Y la sala volvió a desvanecerse. Cuando reapareció, Harry observó a su alrededor.
El y Dumbledore seguían sentados al  lado del señor Crouch, pero el ambiente no podía
ser más distinto. El silencio era total, roto solamente por los secos sollozos de una bruja
menuda y frágil que se hallaba al lado del señor Crouch. Con manos temblorosas, se
apretaba un pañuelo contra la  boca. Harry miró a Crouch y lo vio más demacrado y
pálido que nunca. En la sien se apreciaban las contracciones de un nervio.
—Tráiganlos —ordenó, y su voz retumbó en la silenciosa mazmorra.
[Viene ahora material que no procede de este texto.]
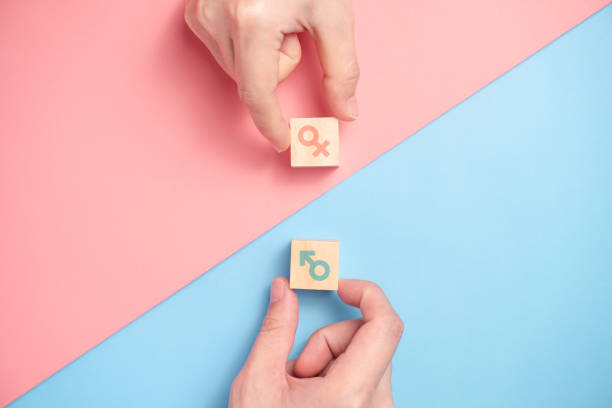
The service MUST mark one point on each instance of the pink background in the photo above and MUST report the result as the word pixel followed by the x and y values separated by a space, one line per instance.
pixel 128 166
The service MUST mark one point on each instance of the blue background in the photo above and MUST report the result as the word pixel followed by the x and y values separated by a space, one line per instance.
pixel 490 230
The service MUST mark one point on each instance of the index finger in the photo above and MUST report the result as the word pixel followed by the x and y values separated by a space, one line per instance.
pixel 257 60
pixel 369 353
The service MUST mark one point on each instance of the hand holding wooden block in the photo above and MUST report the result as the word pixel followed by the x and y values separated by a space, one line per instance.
pixel 314 264
pixel 315 142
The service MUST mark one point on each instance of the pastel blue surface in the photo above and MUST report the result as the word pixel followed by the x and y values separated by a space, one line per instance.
pixel 490 230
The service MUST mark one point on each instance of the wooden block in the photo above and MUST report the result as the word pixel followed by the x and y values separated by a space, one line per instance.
pixel 314 264
pixel 315 142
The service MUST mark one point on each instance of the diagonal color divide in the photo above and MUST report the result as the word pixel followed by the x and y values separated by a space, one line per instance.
pixel 128 167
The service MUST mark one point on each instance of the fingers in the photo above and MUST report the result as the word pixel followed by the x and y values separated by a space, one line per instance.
pixel 383 396
pixel 273 344
pixel 290 56
pixel 369 353
pixel 257 57
pixel 323 346
pixel 203 20
pixel 333 30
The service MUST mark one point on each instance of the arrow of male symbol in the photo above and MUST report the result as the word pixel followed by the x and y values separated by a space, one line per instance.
pixel 305 256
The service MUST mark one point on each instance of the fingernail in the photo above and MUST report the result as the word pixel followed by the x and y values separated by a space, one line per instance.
pixel 353 108
pixel 277 291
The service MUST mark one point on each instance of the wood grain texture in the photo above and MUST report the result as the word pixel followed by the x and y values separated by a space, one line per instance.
pixel 314 264
pixel 315 142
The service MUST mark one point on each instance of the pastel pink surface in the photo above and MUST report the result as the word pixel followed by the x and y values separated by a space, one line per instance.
pixel 128 166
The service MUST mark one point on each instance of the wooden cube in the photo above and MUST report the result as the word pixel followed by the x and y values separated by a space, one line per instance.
pixel 315 142
pixel 314 264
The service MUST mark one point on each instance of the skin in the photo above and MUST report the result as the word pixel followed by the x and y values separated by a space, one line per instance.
pixel 345 364
pixel 256 43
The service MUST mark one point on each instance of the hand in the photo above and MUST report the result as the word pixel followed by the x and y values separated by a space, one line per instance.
pixel 345 364
pixel 256 43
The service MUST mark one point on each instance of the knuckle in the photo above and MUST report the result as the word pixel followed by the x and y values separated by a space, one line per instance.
pixel 356 399
pixel 396 326
pixel 352 71
pixel 250 13
pixel 248 95
pixel 372 289
pixel 199 11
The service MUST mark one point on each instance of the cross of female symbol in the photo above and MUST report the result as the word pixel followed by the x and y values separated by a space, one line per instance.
pixel 314 141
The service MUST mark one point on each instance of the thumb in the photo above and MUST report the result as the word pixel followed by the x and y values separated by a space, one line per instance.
pixel 273 344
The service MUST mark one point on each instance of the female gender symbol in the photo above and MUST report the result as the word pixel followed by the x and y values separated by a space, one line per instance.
pixel 320 147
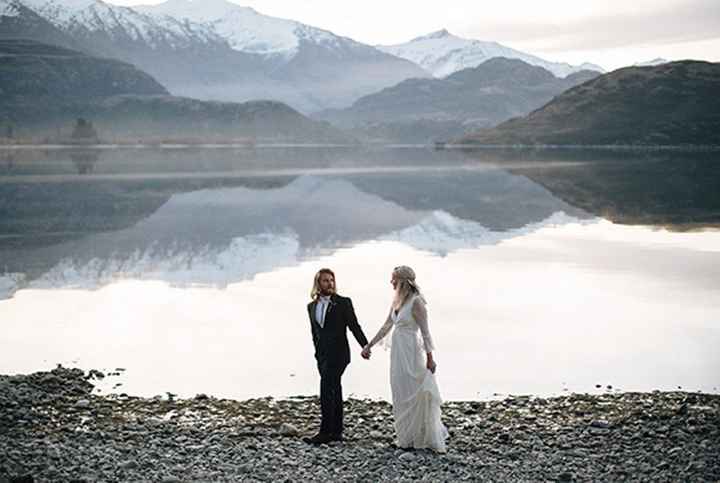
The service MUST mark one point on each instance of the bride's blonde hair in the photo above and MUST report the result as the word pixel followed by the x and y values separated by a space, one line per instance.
pixel 406 286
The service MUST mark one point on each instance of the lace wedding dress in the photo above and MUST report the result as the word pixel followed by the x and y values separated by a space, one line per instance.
pixel 415 394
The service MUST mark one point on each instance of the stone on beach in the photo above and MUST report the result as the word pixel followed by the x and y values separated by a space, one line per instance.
pixel 52 428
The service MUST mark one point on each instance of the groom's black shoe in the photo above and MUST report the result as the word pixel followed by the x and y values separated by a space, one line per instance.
pixel 319 438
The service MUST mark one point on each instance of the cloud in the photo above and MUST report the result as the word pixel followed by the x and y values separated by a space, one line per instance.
pixel 688 21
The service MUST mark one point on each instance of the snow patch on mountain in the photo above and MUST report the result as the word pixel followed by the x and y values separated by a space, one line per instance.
pixel 120 22
pixel 442 53
pixel 242 27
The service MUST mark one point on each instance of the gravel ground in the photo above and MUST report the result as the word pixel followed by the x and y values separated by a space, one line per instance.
pixel 53 428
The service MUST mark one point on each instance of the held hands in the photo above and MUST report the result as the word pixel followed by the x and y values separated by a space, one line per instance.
pixel 431 365
pixel 365 353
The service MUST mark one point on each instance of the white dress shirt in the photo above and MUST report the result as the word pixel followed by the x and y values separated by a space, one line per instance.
pixel 321 309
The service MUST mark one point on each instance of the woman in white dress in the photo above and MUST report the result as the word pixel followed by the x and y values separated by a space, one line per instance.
pixel 415 394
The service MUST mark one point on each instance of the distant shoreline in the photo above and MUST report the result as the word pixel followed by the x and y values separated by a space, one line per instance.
pixel 55 429
pixel 437 146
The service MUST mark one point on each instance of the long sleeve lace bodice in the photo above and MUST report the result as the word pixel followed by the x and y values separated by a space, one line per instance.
pixel 419 316
pixel 384 330
pixel 419 312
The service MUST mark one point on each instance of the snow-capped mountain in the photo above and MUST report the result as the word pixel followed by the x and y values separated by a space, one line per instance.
pixel 89 18
pixel 9 9
pixel 442 53
pixel 242 27
pixel 215 49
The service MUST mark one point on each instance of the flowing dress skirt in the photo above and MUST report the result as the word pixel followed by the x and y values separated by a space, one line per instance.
pixel 415 394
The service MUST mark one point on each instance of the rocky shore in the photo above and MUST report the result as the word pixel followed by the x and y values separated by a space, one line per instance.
pixel 54 428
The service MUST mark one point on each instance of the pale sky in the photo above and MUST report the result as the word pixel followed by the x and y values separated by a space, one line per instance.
pixel 611 33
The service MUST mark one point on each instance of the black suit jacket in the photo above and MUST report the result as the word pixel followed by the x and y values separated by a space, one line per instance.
pixel 331 344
La puerta del rincón volvió a abrirse. Aquella vez entraron seisdementores
flanqueando a un grupo de cuatro personas. Harry vio que todo el mundo se volvía a
mirar al señor Crouch. Algunos cuchicheaban.
Los dementores colocaron al grupo en cuatro sillas con cadenas que habían puesto
en el centro de la mazmorra. Había un hombre robusto que miró a Crouch
inexpresivamente; otro hombre más delgado y de aspecto nervioso, cuyos ojos recorrían
la multitud; una mujer con cabello negro, brillante y espeso, y párpados caídos, que se
sentó en la silla de cadenas como si fueraun trono, y un muchacho de unos veinte años
que parecía petrificado: estaba temblando, y el pelo color de paja le caía sobre la cara de
piel blanca como la leche y pecosa. La bruja menuda sentada al lado de Crouch
comenzó a balancearse hacia atrás y hacia delante en su asiento, lloriqueando sobre el
pañuelo.
Crouch se levantó. Miró a los cuatro que tenía ante él con expresión de odio.
—Se los ha traído ante la Junta de la Ley Mágica  —dijo pronunciando con
claridad—para que podamos juzgarlos por crímenes tan atroces...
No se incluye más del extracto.